May 17, 2018 – This post was written by Pablo Gonzalez, Director for Latin America Research, and Alejandro Valerio, Senior Analyst, Andean Region.
Colombia is going through a key political transition after the end of a 53-year conflict with the FARC. A few years ago Colombia was perceived as Latin America’s poster child given its pro-business stance and vast array of growth opportunities for multinationals; however, market sentiment started to change rapidly after the 2014 global oil shock. Colombia’s economy has underperformed vis-à-vis market potential and expectations since then. As executives wrap up H1 of 2018, many questions remain as to whether Colombia GM’s will be able to hit sales targets this year in an anemic growth environment, and amid political uncertainty driven by this month’s presidential elections.
On May 9, FSG moderated a discussion in Bogotá among 17 country managers and regional executives on how they perceive the challenges facing the economy, the different economic scenarios that can be expected after the elections, and the strategies that they should implement to sustain both top-line and bottom-line performance in Colombia. Watch the short video from FSG’s Director for Latin America research, Pablo Gonzalez, or continue reading below for key takeaways from the discussion.
Key takeaway 1: Most executives considered that it has been harder to attract corporate resources into Colombia in 2018
69% of executives surveyed stated that it has been harder to make the case to attract corporate resources into Colombia. The economic prospect of the peace dividends was oversold by the Santos administration, generating a wave of optimism regarding Colombia’s economy that unfortunately never translated into higher growth; and 2018 looks no different. That, and the fact that most countries in Latin America will grow at a faster pace than Colombia, has encouraged corporate centers to reshuffle resources away from Colombia and into bigger and faster-growing markets such as Brazil, Mexico, and Argentina.
Key takeaway 2: Iván Duque is the preferred presidential candidate by FSG clients as it pertains to how favorable his administration would be for doing business in Colombia
63% of executives surveyed stated that Iván Duque will become Colombia’s next president in agreement with FSG’s base case. Furthermore, 73% of FSG clients considered that Duque would be the most beneficial candidate for their business and the economy overall. But there was also the realization that Colombia will not be able to return to earlier highs of economic growth even with a Duque administration. This is because of the difficulty of fully addressing Colombia’s structural challenges in the short run, namely the country’s reliance on the oil sector in an environment of low, although volatile oil prices, and rising fiscal deficits, which will constrain investment and the ability of the government to engage in counter cyclical policies to reignite growth.

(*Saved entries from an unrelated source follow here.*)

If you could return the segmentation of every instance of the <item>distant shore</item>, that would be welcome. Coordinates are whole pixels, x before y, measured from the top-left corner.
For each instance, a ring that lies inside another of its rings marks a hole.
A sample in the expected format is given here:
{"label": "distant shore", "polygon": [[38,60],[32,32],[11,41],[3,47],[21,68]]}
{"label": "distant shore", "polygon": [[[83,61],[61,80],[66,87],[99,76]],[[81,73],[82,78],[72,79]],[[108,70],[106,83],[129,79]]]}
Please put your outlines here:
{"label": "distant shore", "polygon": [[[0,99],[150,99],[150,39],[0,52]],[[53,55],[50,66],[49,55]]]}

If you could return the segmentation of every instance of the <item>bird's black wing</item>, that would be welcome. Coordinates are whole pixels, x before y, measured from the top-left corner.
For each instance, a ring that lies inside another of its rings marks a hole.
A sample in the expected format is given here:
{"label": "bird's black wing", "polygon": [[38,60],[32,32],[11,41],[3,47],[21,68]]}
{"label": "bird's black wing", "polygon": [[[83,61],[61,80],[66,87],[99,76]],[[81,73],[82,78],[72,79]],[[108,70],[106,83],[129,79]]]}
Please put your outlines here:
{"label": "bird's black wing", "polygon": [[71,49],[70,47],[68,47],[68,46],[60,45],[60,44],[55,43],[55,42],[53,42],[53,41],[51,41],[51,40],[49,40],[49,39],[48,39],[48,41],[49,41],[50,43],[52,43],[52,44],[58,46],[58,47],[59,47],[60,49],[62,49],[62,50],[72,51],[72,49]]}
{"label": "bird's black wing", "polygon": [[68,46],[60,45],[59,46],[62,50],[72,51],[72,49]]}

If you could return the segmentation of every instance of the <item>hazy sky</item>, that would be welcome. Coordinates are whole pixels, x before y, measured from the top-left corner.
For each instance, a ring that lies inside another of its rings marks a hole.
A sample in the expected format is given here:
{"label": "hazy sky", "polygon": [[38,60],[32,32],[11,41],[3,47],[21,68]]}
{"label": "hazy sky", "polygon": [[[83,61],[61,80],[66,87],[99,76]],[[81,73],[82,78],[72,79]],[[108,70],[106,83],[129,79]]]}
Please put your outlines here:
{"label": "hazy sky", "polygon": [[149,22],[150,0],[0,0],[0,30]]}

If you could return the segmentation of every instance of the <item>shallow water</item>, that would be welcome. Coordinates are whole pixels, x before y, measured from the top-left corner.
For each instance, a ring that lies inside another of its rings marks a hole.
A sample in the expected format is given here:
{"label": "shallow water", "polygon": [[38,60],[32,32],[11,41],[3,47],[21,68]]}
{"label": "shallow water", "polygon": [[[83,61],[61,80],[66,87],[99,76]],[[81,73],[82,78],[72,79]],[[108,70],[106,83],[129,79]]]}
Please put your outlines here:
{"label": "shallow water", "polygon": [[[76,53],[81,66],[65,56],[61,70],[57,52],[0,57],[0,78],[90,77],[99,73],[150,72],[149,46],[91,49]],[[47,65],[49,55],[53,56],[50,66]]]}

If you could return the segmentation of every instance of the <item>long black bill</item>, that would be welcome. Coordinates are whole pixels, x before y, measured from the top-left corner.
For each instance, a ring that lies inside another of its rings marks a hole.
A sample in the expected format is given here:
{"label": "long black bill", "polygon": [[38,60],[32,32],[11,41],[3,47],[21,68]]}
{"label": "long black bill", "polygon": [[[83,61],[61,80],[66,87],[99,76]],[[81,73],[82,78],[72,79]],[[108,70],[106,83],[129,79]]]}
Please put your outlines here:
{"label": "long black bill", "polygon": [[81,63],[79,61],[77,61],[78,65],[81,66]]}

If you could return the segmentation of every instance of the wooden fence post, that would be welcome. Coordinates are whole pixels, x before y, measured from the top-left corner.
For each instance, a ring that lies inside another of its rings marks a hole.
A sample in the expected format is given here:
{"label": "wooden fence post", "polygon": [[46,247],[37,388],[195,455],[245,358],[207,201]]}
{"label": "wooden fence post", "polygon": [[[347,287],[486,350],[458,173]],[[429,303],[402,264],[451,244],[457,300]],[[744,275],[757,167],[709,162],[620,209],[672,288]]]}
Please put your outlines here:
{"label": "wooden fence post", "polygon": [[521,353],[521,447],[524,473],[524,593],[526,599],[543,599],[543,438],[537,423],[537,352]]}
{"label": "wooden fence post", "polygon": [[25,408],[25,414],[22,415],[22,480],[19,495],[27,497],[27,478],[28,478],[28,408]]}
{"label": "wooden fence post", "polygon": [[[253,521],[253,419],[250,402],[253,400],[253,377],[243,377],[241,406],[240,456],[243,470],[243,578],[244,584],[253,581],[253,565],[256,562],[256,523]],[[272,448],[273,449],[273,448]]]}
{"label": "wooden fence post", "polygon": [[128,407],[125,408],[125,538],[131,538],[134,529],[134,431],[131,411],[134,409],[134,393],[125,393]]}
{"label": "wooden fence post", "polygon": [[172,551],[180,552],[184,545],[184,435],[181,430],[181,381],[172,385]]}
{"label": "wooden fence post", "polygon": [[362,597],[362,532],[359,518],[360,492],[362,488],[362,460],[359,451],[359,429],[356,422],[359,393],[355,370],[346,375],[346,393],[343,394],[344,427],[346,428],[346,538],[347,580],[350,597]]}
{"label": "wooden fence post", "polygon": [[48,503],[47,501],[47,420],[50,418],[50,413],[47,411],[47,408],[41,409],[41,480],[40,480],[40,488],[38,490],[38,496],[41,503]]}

Key takeaway 3: MNCs will have to recalibrate their strategies in Colombia in an environment of weak domestic demand and high margin pressures
Understanding market dynamics in a volatile electoral year and assessing market potential in Colombia after the elections will be key for local teams and corporate centers to align on a winning strategy for the market. MNCs should expect muted demand in Colombia for at least the next 18 months, keeping price sensitivity and margin pressures high. As such multinationals will have to adopt a threefold approach to stay profitable in Colombia: (i) exploit pockets of opportunity, whether at the industry, customer segment or subnational levels; (ii) finetune go-to-market strategy to maintain top-line growth; and (iii) seek efficiency and productivity gains to protect long-term profitability.
Key takeaway 4: Weak economic environments bring about opportunities for those companies that are willing to invest
Although Colombia’s growth has been disappointing for MNCs in the last few years, the country’s long-term fundamentals and expectations for economic policy continuity under a new administration should allow Colombia to remain relatively attractive for multinationals. As such, companies will have to carefully analyze which investments they need to make today to capture growth tomorrow. Colombia’s anemic growth environment will offer very attractive opportunities for those companies that can manage to convince corporate centers to make certain CAPEX investments or engage in inorganic growth. As a matter of fact, M&A valuations have declined on the back of economic slowdown and the peso remains very weak relative to historic levels. Most companies will feel compelled to focus on containing pricing and cost pressures, and they would be right to do so, but the name of the game for the next two years will be to strike the right balance between cost-cutting and growth investments. This idea was validated by almost 80% of the executives at FSG’s Bogotá event last week, who stated that their companies would lose competitiveness in Colombia if they did not make the right investments today.